The O & C is a patchwork of federal forest land in Western Oregon, named for the Oregon & California Railroad that once owned it. Today the land is composed of a broad range of forest types, from third-growth tree plantations to a stand with the tallest Douglas fir tree in the world. The lands have become a focus of the debate over federal forest management in Oregon.
Oregon Gov. John Kitzhaber has called for increased logging on the O&C lands to generate revenue for depressed timber counties, and U.S. Reps. Peter DeFazio, Greg Walden, and Kurt Schrader have introduced a bill that would place some of the O&C lands in a trust managed for timber harvest to produce revenue for counties.
The poll asked 500 likely voters which of two plans for the O&C forests they preferred. The first plan limited logging to 20 percent of the forest and raised $40 million for counties.
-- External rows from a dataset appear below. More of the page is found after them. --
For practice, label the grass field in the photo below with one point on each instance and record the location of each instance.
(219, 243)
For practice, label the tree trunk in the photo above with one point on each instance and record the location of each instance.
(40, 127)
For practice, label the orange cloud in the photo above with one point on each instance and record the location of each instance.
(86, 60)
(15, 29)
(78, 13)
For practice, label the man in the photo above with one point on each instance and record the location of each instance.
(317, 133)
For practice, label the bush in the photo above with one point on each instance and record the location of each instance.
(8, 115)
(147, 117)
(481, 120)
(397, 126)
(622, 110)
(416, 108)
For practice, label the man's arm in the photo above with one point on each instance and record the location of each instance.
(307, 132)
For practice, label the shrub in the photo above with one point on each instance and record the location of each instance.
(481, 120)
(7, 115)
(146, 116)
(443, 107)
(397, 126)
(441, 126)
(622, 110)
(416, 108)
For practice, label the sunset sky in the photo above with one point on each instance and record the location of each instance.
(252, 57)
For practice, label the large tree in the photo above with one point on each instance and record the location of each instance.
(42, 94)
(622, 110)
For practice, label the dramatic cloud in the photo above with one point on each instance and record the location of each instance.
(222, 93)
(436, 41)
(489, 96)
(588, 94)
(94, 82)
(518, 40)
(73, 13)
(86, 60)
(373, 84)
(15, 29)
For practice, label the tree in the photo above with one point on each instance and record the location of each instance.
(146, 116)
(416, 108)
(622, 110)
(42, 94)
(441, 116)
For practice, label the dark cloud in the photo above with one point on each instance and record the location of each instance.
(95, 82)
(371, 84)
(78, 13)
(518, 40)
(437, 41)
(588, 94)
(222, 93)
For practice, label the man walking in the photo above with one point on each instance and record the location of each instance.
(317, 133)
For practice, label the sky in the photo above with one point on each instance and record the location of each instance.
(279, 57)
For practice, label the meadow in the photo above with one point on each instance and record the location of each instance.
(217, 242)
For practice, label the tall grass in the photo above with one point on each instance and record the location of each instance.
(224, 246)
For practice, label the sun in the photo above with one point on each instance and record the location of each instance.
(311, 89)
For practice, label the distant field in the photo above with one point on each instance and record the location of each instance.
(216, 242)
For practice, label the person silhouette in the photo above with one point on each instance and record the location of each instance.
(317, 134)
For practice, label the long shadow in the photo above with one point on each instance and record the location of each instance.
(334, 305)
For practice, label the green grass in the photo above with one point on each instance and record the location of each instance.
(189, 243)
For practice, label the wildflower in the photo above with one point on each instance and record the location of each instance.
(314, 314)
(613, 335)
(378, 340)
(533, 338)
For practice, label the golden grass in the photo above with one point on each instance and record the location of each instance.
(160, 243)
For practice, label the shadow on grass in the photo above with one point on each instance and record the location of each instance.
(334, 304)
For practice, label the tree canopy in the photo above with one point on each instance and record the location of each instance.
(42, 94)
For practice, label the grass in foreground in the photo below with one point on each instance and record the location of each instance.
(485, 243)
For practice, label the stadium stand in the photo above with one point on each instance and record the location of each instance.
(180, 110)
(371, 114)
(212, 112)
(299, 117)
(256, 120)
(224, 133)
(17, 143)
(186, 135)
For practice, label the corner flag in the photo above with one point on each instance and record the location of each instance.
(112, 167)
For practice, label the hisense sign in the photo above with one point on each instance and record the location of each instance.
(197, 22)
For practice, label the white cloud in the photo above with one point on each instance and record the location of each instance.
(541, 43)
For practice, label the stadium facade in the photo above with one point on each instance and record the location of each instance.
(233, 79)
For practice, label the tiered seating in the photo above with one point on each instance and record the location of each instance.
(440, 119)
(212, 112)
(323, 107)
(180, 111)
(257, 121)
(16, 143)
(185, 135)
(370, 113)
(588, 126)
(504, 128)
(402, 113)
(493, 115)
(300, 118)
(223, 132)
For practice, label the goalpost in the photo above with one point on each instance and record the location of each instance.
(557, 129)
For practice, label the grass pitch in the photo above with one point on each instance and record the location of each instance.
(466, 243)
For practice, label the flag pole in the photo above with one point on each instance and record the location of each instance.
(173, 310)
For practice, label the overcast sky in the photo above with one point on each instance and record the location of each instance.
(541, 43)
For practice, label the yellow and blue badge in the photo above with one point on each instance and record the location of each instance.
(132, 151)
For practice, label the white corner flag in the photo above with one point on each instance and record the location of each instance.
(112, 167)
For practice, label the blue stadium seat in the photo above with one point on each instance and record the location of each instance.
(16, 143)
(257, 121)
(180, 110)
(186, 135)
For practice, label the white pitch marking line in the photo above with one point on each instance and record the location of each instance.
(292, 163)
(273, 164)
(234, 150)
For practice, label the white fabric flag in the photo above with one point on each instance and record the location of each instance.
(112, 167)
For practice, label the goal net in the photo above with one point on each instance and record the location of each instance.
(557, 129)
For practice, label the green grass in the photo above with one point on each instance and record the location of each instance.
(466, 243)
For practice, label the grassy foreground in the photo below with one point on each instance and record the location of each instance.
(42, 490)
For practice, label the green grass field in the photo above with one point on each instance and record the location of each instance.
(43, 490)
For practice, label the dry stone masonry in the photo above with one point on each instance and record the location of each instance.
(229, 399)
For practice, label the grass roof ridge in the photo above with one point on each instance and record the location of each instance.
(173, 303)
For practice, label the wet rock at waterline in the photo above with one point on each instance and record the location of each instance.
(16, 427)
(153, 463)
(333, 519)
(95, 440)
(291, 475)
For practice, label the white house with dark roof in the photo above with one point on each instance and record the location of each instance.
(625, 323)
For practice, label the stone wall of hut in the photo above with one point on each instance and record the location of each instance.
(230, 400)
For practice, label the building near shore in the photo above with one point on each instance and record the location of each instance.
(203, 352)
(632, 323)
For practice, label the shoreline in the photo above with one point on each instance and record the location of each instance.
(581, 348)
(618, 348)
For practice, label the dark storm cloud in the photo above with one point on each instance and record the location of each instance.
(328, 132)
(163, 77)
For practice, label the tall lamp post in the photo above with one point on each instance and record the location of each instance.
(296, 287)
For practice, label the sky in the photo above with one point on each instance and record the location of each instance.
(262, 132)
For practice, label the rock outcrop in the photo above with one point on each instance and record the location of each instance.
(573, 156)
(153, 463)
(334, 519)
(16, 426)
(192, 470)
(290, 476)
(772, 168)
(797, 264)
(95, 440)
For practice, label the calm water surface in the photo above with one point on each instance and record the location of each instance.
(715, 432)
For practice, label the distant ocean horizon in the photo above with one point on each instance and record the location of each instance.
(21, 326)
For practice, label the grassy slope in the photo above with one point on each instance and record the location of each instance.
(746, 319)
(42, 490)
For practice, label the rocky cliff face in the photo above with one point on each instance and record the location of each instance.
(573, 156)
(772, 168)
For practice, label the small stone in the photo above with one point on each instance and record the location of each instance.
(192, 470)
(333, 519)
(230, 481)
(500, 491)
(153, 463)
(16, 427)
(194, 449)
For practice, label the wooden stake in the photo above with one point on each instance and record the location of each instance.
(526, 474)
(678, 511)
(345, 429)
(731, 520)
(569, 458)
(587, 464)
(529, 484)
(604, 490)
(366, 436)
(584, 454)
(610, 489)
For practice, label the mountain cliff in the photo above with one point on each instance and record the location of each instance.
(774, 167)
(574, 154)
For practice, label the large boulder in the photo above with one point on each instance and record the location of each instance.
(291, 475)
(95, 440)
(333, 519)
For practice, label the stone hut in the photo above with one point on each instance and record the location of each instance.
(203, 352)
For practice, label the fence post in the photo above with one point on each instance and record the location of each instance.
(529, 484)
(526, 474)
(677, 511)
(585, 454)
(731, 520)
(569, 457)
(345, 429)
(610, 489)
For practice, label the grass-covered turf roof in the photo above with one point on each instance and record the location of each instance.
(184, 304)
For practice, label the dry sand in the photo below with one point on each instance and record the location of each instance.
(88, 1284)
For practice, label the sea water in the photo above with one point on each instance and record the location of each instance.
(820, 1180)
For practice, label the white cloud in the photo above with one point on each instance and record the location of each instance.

It was modeled after an ecological timber sale approach developed by forestry professors Jerry Franklin at the University of Washington and Norm Johnson of Oregon State University, and promoted by former Interior Secretary Ken Salazar.
The second plan allowed logging on 60 percent of the forest and raised 165 million dollars, similar to the O&C timber trust bill.
By a 2-to-1 margin, Oregonians preferred the plan with less logging.
"You see it across almost all the demographics. Men, women, all of our congressional districts, self identified party affiliations," said Nicole Cordan a U.S. public lands officer with the Pew Charitable Trusts Environmental Initiatives.
The poll was conducted by the Democratic firm, Anzalone Liszt Grove Research and the Republican group, Public Opinion Strategies. It had had a margin of error of 4.4 percent.
The Pew poll also found that voters' top management priority for the O&C forests was protecting old-growth forests, bodies of water, and the wildlife that live there.